The Apotheosis: Homoiconicity

Our boundary collapse between instruction and data reaches its fullest expression in languages that demonstrate homoiconicty. Homoiconicity is a property of a programming language where its code and data structures have semantically indistinguishable representations, and thus the code can operate on itself in place.

The most famous homoiconic language is the Lisp family. Lisp’s primary data primitive is the S-expression, but a Lisp program itself is nothing more nor less than a single massive S-expression. That is to say, in Lisp, programs are constructed directly from the very data structures they manipulate.

(defun mirror-of-computation (code)
  (if (listp code)
      (cons (mirror-of-computation (car code))
            (mirror-of-computation (cdr code)))
  code))

This recursive code takes code as its input and outputs that code, reversed. But is that reversal an operation on data, or is it a runtime operation on code? Can it run on itself? How shall we view this, and frankly what, exactly, is genuinely extrinsic to this function?

Nor is this feature unique to Lisp. In fact, at the machine code level, all Von Neumann architectures demonstrate homiconicity: there is no intrinsic way to determine whether some byte flowing through a machine is data or instruction, the function of a particular byte is determined entirely by its spatio-temporal execution context–that is, where and when it enters the machine. Consider the following partial table of x86_64 opcodes:

Opcode Instruction Description
0x50-0x57 PUSH r64 Push 64-bit register onto stack
0x58-0x5F POP r64 Pop 64-bit register from stack
0x89 MOV r/m64, r64 Move 64-bit register to register/memory
0x8B MOV r64, r/m64 Move 64-bit register/memory to register
0xB8-0xBF MOV r64, imm64 Move 64-bit immediate to register
0x01 ADD r/m64, r64 Add 64-bit register to register/memory
0x29 SUB r/m64, r64 Subtract 64-bit register from register/memory
0x31 XOR r/m64, r64 XOR 64-bit register with register/memory
0x39 CMP r/m64, r64 Compare 64-bit register with register/memory

The opcodes in the left column represent the sequence of bytes that are used to instruct the CPU to perform a command. We cannot help but note that these are simply that: sequences of bytes, identical in every way to any other sequence of bytes. Thus, a total collapse of the boundaries between instruction and data sits at the very bottom of our stack, and we cannot meaningfully conceive of code as an active agent operating on inert, extrinsic data.

Why it matters

Our basic cognitive primitives about what software is and how it’s constructed inform our positions on what problems software solves, how it solves them, and who it solves them for. As one example, the tendency to view software as primarily an automation tool is rooted in this mistaken belief that software is active instruction that operates on inert data: in the most immediate reading of this automation-oriented perspective, it relies on the idea that there is some information which can be ingested and business processes can be applied to that data. While automation is a considerable power of computing, it is by no means the only or even the most common form of desirable behavior from a computer.

But more broadly, it encourages a limited and strictly hierarchical view of the possibilities of computation.
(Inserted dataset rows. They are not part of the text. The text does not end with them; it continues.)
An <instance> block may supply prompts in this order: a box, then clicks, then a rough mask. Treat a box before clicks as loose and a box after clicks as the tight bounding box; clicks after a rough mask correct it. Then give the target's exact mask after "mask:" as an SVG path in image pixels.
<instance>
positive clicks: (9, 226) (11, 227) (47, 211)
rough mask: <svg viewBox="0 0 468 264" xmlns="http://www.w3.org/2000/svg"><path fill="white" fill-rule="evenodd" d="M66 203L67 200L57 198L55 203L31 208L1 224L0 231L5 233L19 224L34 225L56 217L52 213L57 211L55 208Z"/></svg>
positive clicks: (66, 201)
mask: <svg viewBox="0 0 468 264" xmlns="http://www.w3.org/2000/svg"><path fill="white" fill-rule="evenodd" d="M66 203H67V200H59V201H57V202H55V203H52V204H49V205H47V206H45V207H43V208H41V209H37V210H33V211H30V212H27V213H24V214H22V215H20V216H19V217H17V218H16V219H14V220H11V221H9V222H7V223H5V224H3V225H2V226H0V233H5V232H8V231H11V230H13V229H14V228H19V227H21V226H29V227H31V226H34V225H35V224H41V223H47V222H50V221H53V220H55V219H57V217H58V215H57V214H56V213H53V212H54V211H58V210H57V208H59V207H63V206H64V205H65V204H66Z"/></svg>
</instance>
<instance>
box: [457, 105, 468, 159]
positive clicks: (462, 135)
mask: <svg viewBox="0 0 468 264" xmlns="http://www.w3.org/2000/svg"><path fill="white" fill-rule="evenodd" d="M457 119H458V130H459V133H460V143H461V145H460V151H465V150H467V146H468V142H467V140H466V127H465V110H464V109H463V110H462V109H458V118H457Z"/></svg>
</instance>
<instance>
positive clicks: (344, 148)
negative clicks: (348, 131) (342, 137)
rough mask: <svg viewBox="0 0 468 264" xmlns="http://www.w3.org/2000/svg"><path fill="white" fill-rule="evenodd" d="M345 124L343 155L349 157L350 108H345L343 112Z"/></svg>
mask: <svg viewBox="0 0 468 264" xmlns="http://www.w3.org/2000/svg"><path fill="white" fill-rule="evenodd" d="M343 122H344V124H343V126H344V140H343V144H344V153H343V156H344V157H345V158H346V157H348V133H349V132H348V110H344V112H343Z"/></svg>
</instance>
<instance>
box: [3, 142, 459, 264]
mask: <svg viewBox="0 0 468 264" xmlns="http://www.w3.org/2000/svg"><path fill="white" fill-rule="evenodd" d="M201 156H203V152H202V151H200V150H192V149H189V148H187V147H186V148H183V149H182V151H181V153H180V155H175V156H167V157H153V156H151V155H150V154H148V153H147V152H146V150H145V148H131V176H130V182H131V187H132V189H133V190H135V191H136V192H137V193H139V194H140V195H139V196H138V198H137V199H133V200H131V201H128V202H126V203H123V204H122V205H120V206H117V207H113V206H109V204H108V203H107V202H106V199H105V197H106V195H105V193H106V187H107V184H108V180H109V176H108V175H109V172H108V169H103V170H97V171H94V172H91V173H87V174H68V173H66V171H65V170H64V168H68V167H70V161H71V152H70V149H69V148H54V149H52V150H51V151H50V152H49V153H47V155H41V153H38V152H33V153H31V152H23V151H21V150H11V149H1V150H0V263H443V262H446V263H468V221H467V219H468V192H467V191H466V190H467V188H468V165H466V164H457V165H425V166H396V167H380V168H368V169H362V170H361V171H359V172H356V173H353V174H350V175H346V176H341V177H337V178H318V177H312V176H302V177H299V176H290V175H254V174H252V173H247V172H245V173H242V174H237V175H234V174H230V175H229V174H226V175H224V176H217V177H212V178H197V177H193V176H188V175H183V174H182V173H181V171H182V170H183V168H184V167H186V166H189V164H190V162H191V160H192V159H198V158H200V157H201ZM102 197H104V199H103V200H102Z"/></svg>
It prevents us from asking how we might more creatively understand our work, but it also prevents us from asking how we might more collaboratively understand our work modalities themselves. If it is only ours to write code against inert data, then we the developers must also behave as active participants against inert data. We must receive data from outside sources. And this is reflected in the most common forms of software organization structure: we receive UX designs, or requirements specifications, or access to data lakes, and then we act upon those inert artifacts. This prevents us from being active participants in the work process and alienates us from our organizations.

Unwinding this limited and narrow view of software is, I believe, critical to creating more effective software and more effective software teams. And it begins with this analysis of the real meaning of code.